SPSS is one of many software packages that are useful for data analysis. SPSS
is, by far, the most popular program among psychologists. We will use Version
16.0. I started with version 6.0 in 1996. The program is considerably better now
and continues to improve but the basics are the same and are likely to remain so
for a long time.
For whatever reason, approximately 75% of my students think that saying "SPSS"
is a mouthful and shorten the name to "SPS" (or SSP, PSP, SSPS, SP, and many
other variants). Be among the 25% to get it right and I will think that you are
a very bright and conscientious student with a special flair for statistics!
Before you can learn to read, you need to work on your ABC's. Before you can
learn to analyze data, you need to learn to create a data file. "Data file"
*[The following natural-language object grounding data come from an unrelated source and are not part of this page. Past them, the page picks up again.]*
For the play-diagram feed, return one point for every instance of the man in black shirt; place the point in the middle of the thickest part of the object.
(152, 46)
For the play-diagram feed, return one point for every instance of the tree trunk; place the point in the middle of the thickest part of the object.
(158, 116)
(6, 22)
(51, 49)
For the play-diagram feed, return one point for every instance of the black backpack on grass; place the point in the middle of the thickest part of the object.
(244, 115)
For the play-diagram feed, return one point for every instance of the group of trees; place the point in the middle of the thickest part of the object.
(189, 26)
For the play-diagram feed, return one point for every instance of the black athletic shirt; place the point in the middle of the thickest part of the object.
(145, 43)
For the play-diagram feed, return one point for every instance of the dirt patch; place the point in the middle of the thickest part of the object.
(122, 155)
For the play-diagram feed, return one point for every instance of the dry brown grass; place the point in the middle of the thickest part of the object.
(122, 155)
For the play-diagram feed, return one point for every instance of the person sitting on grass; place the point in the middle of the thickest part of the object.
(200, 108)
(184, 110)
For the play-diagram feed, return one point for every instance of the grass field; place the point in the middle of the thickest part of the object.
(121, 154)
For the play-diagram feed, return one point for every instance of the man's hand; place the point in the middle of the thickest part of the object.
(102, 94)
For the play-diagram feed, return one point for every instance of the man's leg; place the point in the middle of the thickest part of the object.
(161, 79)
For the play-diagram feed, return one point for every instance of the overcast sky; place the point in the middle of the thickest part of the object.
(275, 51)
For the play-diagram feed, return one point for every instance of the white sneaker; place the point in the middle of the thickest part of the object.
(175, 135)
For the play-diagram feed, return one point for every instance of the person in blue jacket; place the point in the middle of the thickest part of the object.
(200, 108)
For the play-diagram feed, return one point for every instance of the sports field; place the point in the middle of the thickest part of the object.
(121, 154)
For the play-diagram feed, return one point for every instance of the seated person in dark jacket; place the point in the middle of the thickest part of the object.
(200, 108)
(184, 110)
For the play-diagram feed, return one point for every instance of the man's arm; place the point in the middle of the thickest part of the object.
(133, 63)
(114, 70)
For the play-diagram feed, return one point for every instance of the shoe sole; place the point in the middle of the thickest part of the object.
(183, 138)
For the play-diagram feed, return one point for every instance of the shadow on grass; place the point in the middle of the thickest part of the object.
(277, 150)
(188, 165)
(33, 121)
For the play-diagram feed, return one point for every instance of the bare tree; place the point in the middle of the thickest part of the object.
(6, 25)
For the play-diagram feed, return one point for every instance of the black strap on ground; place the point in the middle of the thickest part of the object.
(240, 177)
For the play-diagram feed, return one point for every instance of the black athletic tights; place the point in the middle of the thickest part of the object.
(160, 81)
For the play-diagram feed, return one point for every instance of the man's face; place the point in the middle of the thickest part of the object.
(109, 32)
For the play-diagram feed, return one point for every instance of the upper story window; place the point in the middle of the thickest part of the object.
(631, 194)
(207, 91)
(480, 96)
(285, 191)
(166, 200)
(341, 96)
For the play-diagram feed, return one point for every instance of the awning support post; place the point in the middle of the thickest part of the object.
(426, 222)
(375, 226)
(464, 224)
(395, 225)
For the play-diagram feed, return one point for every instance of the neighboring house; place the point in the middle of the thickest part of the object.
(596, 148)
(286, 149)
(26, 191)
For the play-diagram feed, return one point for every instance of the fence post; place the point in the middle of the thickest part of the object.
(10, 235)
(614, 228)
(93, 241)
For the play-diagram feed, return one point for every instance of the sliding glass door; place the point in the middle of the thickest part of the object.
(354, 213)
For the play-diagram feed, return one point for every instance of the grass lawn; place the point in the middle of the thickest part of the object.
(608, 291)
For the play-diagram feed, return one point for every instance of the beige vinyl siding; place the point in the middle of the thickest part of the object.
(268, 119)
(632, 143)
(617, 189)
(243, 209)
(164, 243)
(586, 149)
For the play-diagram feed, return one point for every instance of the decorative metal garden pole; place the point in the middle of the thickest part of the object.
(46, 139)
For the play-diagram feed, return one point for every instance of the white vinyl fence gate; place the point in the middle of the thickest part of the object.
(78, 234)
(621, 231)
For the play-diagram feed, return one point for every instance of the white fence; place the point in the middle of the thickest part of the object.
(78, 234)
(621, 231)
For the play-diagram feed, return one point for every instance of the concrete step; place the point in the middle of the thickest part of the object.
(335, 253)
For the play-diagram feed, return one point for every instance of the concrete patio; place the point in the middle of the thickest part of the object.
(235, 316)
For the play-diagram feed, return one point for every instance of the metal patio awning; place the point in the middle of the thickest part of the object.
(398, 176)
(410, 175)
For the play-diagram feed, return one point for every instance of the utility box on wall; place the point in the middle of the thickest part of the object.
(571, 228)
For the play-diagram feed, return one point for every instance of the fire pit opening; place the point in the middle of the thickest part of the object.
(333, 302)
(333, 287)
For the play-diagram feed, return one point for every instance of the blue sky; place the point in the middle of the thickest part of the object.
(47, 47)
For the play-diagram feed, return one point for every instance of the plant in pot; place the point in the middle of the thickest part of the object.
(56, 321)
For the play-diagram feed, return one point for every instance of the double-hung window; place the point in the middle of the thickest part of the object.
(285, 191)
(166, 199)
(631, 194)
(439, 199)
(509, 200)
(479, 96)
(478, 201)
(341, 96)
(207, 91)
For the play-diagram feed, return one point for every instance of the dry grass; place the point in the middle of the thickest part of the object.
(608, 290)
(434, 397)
refers to a computer file with organized data (BTW, The word "data" is plural
for "datum" and thus it is proper to use the word like this: "The data are
inconclusive." or "There are no data to support your conclusion." Fuddy-duddies
like me talk like this but recently usage notes in dictionaries have begun to
allow sentences like "The data is inconclusive. " and "There is no data to
support your conclusion." I am not bothered by this usage but many of my fellow
fuddy-duddies will think you uninformed and possibly unintelligent if you talk
like that. So if you want to avoid embarrassment in professional settings, stick
to the traditional rule of using "data" as a plural noun. Of course, then you'll
sound like a fuddy-duddy. Thus, it is safer to circumvent the problem by saying
things like, "The results are inconclusive, given the data we have." or "I
haven't seen any data that would support your conclusion." Better yet, maintain
your smart and cool image by avoiding the word entirely by saying, "I'm not sure
if we can conclude anything yet." or "I don't think you're right. Do you have
any evidence?").
Go ahead and open SPSS. There should be a shortcut icon for SPSS on your
desktop. Sometimes it is slow to load (it is a big, powerful program). Click
"Cancel" (or "Type in data") if you see this:
You should see an empty datafile that looks like this:
Click on the "Variable View" tab at the bottom left (I circled it in red on the
image above.). Now your screen should look like this:
You are now ready to create a dataset.
Naming your variables
Let's say we have data from participants in a clinical trial for a new medical
treatment. We have information about the person's name, sex, age, and annual
income. In most datasets, each person has a unique identification number of some
sort (e.g., social security number). This prevents problems that arise when
people have the exact same name. Let's call the first variable ParticipantID.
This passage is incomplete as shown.